Three elm seed bugs were recovered from a Birmingham residence on Oct. 12. On Dec. 2, they were confirmed to be the exotic tree pest, said Jennifer Holton, spokeswoman for the Michigan Department of Agriculture and Rural Development, which tracks terrestrial invasive species.
People who encounter the home-invading bug might think twice before killing it, though.
“It doesn’t smell pretty” when squashed, Holton warned.
She advised using a spare vacuum cleaner to get rid of the bug: “I wouldn’t use the one I vacuum my floor with, though.”
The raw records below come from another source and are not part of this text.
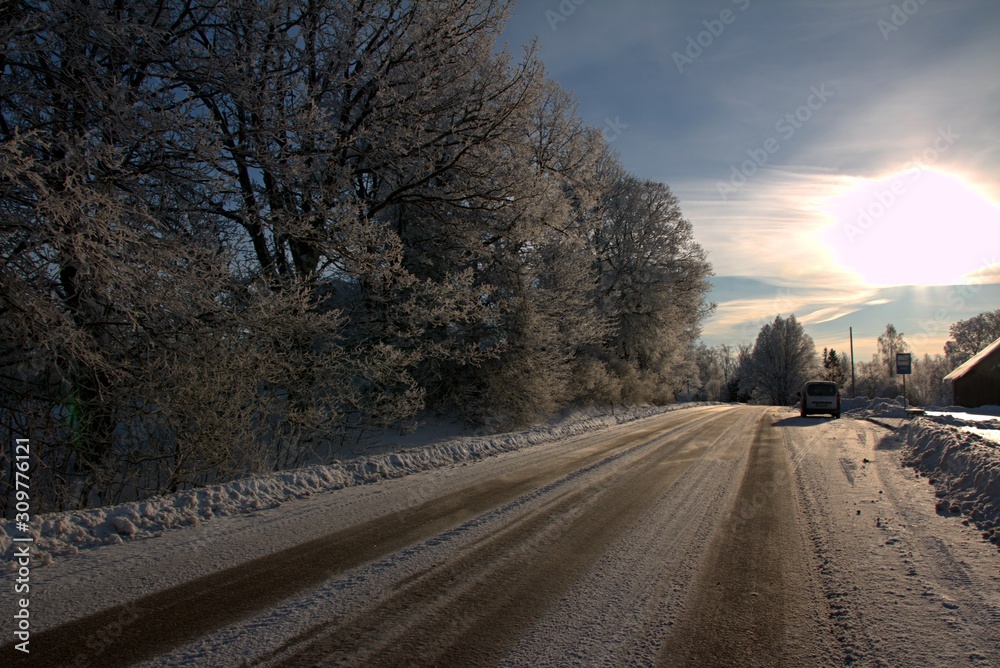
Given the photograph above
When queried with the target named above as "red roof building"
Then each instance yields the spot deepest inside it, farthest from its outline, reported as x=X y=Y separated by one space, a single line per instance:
x=977 y=381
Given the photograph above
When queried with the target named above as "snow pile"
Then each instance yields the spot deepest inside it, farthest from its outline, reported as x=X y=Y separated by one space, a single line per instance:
x=68 y=532
x=863 y=407
x=963 y=466
x=983 y=421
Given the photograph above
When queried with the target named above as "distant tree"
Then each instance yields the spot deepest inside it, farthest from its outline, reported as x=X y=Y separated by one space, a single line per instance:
x=783 y=358
x=739 y=386
x=970 y=336
x=891 y=342
x=835 y=367
x=653 y=280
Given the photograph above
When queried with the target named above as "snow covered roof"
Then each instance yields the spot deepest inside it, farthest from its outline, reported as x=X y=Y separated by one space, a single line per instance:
x=967 y=366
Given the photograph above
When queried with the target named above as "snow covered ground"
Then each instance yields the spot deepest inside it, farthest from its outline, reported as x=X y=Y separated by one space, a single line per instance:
x=957 y=448
x=65 y=533
x=882 y=573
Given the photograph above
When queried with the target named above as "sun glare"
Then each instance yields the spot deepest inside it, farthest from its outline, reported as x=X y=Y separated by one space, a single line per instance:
x=919 y=227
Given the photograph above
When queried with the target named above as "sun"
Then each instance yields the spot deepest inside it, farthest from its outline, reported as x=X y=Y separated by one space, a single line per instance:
x=917 y=227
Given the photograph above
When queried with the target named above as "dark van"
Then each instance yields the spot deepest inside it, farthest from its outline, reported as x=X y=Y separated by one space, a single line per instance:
x=820 y=396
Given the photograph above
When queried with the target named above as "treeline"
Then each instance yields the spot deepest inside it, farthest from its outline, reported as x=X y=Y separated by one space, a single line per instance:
x=235 y=232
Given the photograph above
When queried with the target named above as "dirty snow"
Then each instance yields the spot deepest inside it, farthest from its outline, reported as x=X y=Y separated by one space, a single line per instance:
x=66 y=533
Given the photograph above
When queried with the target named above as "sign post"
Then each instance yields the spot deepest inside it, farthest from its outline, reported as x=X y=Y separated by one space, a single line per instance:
x=903 y=368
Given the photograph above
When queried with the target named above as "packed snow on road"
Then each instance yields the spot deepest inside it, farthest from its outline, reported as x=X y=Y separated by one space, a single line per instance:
x=699 y=534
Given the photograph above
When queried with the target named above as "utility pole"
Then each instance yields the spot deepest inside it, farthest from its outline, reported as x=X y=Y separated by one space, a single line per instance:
x=854 y=391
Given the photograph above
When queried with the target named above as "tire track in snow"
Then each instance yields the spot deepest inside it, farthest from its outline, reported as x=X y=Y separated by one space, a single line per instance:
x=471 y=609
x=155 y=623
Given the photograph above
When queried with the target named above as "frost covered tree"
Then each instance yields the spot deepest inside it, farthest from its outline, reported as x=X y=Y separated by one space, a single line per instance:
x=891 y=342
x=970 y=336
x=235 y=232
x=653 y=280
x=835 y=367
x=926 y=387
x=783 y=358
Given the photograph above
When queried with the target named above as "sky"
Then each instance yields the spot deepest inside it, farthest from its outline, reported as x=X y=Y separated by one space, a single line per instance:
x=838 y=159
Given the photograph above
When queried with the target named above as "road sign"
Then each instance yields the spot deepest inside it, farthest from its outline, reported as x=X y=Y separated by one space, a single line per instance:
x=903 y=364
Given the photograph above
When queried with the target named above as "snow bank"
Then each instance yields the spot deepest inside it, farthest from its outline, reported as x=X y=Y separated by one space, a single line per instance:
x=964 y=467
x=57 y=534
x=863 y=407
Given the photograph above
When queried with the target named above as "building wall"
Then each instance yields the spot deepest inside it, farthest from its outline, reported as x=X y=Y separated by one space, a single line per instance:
x=981 y=385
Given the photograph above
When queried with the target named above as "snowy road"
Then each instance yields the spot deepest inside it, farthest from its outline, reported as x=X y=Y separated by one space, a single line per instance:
x=707 y=536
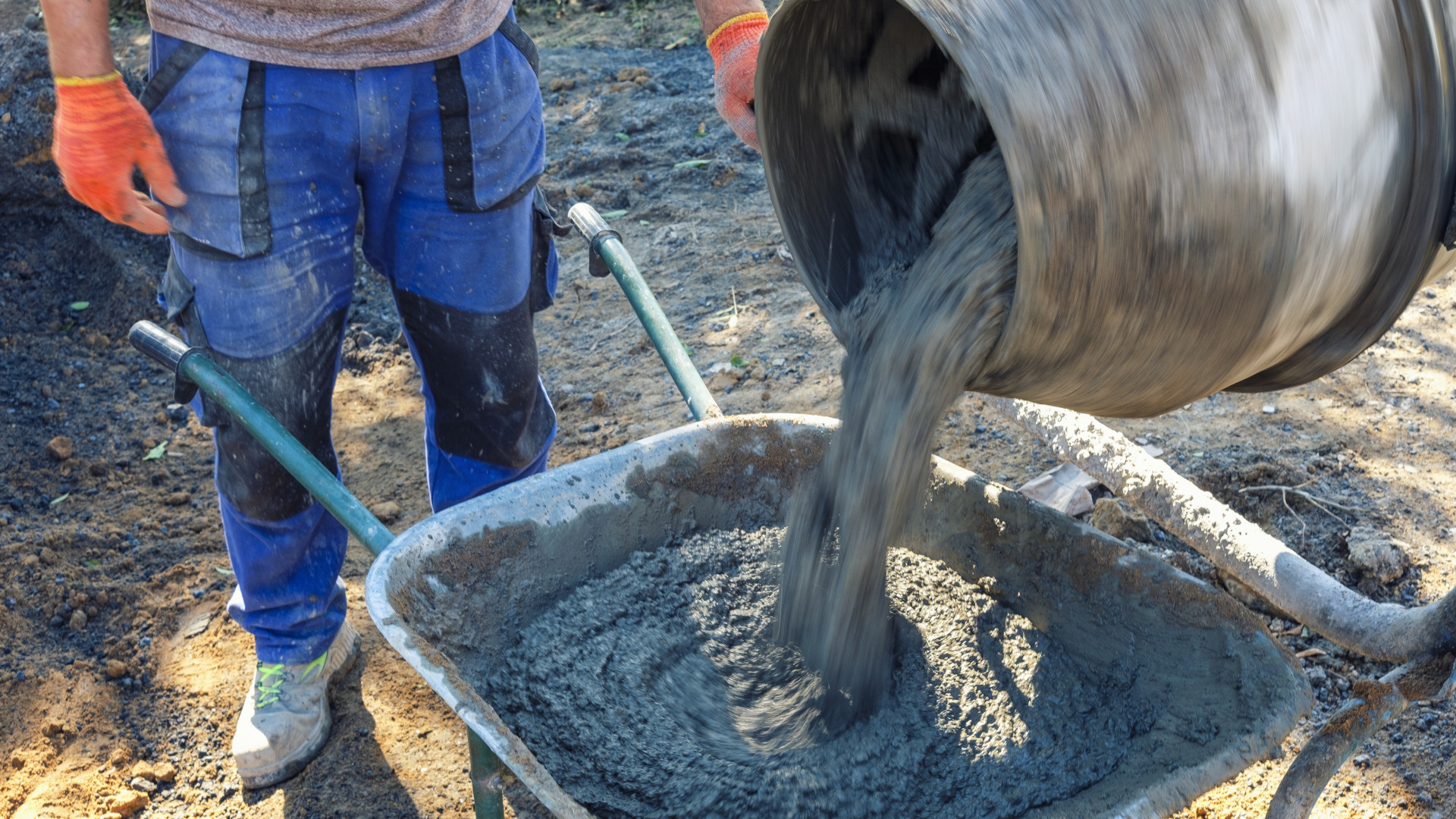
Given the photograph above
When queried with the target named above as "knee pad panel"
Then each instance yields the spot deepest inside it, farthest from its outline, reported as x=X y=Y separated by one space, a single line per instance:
x=481 y=372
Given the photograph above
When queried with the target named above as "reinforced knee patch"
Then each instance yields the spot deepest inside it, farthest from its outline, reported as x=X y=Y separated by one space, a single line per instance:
x=481 y=372
x=297 y=388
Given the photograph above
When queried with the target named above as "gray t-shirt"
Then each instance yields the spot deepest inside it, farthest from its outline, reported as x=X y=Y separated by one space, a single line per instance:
x=331 y=34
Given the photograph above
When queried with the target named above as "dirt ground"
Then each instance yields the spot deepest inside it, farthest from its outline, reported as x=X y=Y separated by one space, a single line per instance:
x=120 y=672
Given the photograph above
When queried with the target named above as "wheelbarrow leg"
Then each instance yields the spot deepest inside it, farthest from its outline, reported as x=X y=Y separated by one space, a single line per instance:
x=487 y=780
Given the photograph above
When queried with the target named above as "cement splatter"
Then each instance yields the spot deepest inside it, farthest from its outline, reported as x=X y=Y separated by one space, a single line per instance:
x=639 y=691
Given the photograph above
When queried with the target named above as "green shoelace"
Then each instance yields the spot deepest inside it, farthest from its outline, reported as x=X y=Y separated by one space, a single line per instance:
x=270 y=679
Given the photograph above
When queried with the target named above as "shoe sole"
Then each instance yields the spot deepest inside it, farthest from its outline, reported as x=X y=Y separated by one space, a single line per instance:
x=294 y=764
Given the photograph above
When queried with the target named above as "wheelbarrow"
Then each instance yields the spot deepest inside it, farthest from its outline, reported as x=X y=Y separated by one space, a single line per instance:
x=459 y=588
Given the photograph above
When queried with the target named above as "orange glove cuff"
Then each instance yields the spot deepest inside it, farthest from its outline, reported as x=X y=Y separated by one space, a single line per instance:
x=734 y=33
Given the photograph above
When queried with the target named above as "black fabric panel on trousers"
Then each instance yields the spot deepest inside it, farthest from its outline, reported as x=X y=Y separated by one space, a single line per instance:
x=455 y=127
x=455 y=134
x=523 y=42
x=297 y=388
x=253 y=180
x=544 y=219
x=169 y=72
x=482 y=373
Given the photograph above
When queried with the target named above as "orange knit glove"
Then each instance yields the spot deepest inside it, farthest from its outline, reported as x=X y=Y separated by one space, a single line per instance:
x=734 y=47
x=101 y=134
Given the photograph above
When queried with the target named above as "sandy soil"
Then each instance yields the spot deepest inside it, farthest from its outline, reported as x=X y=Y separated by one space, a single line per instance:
x=117 y=659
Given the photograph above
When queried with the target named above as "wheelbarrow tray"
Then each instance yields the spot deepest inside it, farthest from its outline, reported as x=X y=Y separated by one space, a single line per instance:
x=455 y=591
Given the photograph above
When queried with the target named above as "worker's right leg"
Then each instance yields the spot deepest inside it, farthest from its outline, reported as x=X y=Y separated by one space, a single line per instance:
x=262 y=275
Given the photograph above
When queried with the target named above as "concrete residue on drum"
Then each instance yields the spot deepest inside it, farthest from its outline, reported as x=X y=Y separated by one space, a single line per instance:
x=639 y=691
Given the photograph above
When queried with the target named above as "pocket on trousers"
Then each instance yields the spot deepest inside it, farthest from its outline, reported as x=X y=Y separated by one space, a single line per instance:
x=209 y=110
x=491 y=126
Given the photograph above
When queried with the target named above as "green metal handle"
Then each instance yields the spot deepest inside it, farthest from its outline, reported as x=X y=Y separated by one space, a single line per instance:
x=607 y=246
x=193 y=365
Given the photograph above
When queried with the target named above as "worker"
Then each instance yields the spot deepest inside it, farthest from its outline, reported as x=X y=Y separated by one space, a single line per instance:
x=264 y=130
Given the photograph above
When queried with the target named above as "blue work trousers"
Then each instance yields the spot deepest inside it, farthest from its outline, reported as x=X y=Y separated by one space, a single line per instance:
x=277 y=164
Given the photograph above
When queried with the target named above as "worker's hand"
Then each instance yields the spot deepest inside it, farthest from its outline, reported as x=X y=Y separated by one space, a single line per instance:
x=734 y=47
x=101 y=134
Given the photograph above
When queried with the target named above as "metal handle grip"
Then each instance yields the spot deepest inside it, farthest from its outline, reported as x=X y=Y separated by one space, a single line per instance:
x=159 y=344
x=606 y=245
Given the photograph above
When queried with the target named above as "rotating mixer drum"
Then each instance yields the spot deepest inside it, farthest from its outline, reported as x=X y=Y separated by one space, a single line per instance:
x=1209 y=194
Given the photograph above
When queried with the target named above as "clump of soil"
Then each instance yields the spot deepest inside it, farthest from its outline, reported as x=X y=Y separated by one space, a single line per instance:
x=644 y=692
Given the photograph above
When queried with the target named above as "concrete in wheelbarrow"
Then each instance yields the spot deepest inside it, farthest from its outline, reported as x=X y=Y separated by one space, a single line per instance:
x=456 y=589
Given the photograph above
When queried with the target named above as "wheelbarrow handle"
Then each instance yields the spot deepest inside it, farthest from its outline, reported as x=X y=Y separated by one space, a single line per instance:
x=159 y=344
x=193 y=368
x=609 y=253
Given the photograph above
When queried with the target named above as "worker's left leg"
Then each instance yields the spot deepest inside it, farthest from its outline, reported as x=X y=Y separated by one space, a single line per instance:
x=453 y=224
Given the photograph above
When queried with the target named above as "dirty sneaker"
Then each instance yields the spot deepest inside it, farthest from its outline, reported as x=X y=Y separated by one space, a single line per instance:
x=286 y=717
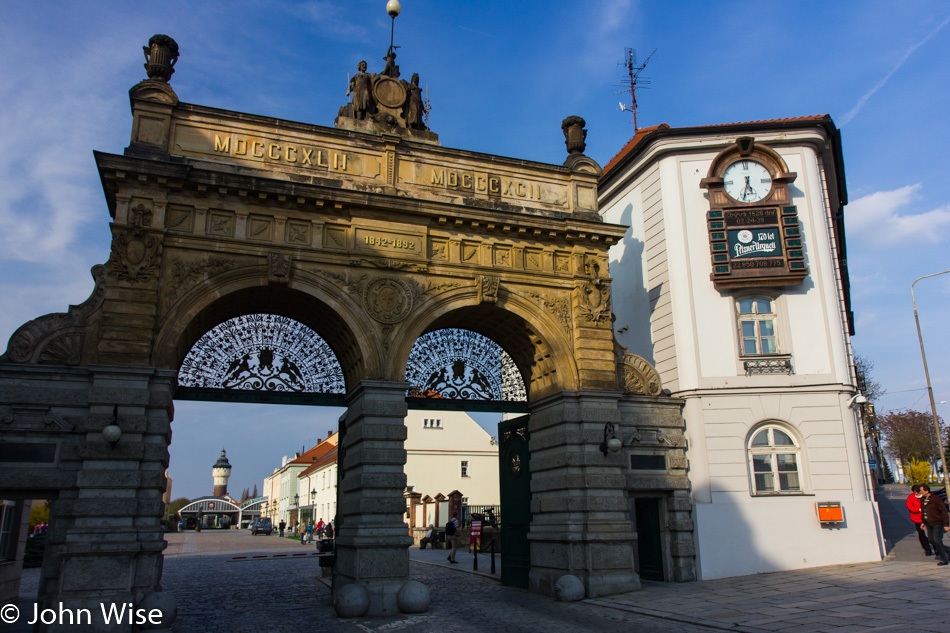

The elm seed bug is described as a “significant household nuisance” that “enters buildings in large numbers” to escape cold weather.
According to the state, while the elm seed bug “uses its needle-like mouthparts to penetrate seeds and extract nutrients,” it’s only a “minor pest” to elm and other trees.
The elm seed bug is native to south-central Europe and was first found on North America in summer 2012 in Idaho. News reports from Idaho describe the bug as a major irritant.
“We don’t know” how the bug got to Birmingham, Holton said, “and we may never know.” There is a thought that hitchhikers brought the bug to America years ago, but no one can say for sure, according to state experts.
Because it is not a threat to human health, doesn’t cause structural damage to homes, and isn’t a significant pest to elm and other trees, the state will not be monitoring the bug’s spread in Michigan or managing infestations when they occur, the state says.
“This is not like the emerald ash borer,” Holton said, referring to the invasive species, first discovered in Michigan in 2002, that killed some 50 million ash trees in Michigan and surrounding states.
The elm seed bug poses no such threat to tree life, it’s just a nuisance that can affect quality of life as it looks to escape the Michigan winter.